WASHINGTON–One meeting and two data releases related to the economy are on the agenda this week in Washington.
Today, the Department of Labor’s Bureau of Labor Statistics will release its latest numbers around the Consumer Price Index (CPI). NAFCU’s chief economist, Curt Long, said he is expecting a “pretty soft number” around the increases in consumer prices.
Today, the Fed’s rate-setting body, the Federal Open Markets Committee, will also kick off two days of meeting. When the FOMC adjourns on Wednesday, Long said he expect “no moves” related to increases in rates.
Instead, the focus will be around the Fed’s updated forecast for the economy.
“I think you're likely to see some acknowledgement that inflation has moved closer to their target,” said Long. “I think markets right now are expecting to see somewhere between four and five rate cuts next year. I think the FOMC projections are probably going to come in a little below that, three cuts, tops. They want to make sure they don't give the impression they're going to cut rates before it's appropriate in 2024.”
Final Set of Numbers
On Thursday, the Federal Trade Commission will release its data around retail sales.
“There, I think we can expect another pretty modest number,” said Long. “Some of the private data that's coming out suggest that spending was maybe a bit soft in November.”
Consumer Credit Grows
Meanwhile, total consumer credit grew at a seasonally adjusted, annualized rate of 1.2% in October and is up 3.1% compared to a year ago.
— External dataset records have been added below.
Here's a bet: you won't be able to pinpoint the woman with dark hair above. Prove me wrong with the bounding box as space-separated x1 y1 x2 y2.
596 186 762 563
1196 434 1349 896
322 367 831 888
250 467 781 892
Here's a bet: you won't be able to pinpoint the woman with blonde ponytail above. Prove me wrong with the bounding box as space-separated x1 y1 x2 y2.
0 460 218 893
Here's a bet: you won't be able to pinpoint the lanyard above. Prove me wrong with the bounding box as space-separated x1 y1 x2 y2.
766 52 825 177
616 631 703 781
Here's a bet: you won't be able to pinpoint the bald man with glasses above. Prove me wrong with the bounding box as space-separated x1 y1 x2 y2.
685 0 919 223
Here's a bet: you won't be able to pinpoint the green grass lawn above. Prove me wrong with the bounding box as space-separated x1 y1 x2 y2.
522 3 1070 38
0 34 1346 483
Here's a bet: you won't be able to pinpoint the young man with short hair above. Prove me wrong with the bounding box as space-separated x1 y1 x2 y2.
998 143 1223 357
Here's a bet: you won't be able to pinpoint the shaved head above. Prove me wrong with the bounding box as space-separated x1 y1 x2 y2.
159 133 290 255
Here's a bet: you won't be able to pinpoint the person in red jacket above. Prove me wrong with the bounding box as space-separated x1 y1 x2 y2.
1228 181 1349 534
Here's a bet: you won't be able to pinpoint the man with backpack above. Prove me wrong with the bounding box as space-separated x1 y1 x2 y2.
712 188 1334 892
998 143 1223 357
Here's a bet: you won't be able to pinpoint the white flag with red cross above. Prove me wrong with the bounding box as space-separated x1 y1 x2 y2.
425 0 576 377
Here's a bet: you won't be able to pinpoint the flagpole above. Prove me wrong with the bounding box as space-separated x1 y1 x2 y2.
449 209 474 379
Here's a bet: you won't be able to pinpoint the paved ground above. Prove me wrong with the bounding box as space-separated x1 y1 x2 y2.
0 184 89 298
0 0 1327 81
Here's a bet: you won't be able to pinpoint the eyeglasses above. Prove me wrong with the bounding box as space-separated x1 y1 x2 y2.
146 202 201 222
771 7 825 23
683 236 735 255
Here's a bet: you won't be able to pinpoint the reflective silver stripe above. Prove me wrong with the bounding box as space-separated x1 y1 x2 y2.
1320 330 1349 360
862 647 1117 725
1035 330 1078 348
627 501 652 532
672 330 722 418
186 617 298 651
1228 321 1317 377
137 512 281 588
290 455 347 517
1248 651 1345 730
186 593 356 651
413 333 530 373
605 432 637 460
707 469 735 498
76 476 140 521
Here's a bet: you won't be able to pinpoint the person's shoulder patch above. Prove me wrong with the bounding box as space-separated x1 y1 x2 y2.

Long noted the decelerated growth resulted “in the slowest pace of growth on a year-over-year basis since April 2021.”
“Revolving credit in particular is down sharply from a year earlier,” Long said. “When revolving credit growth exceeded 15%, this was taken as a signal of distress in the household sector, with the theory being that many were forced to borrow even in a high-rate environment due to rising inflation.
"An honest adherent of this view would have to conclude that the outlook for households has improved considerably as revolving debt growth has slowed,” Long continued. “What tends to get less attention is that developments in household credit expansion over 2023 track closely with changes in credit availability, as lenders have tightened credit supply over the course of the year due to ongoing liquidity stresses. NAFCU expects growth in consumer credit balances to continue to slow until liquidity conditions improve.”
Additional Data Points
Other data points in the new numbers:
- Revolving credit – primarily credit cards – rose 2.7% and is up 9.3% compared to October 2022. Non-revolving credit – primarily auto and education loans – rose 0.7% in September and is up 1% from a year ago.
- Total consumer credit for credit unions grew 0.3% in October. Banks experienced a 0.1% loss, and finance companies saw a gain of 0.3%. From a year prior, total consumer credit at credit unions rose 7.2%, while banks experienced a 4.3% gain and financial companies grew 5.8%, Long said.
- Over the past 12 months, credit unions’ share of the market rose 0.5% to 13.4%. Banks’ share rose 0.5%, and finance companies’ share rose 0.4%.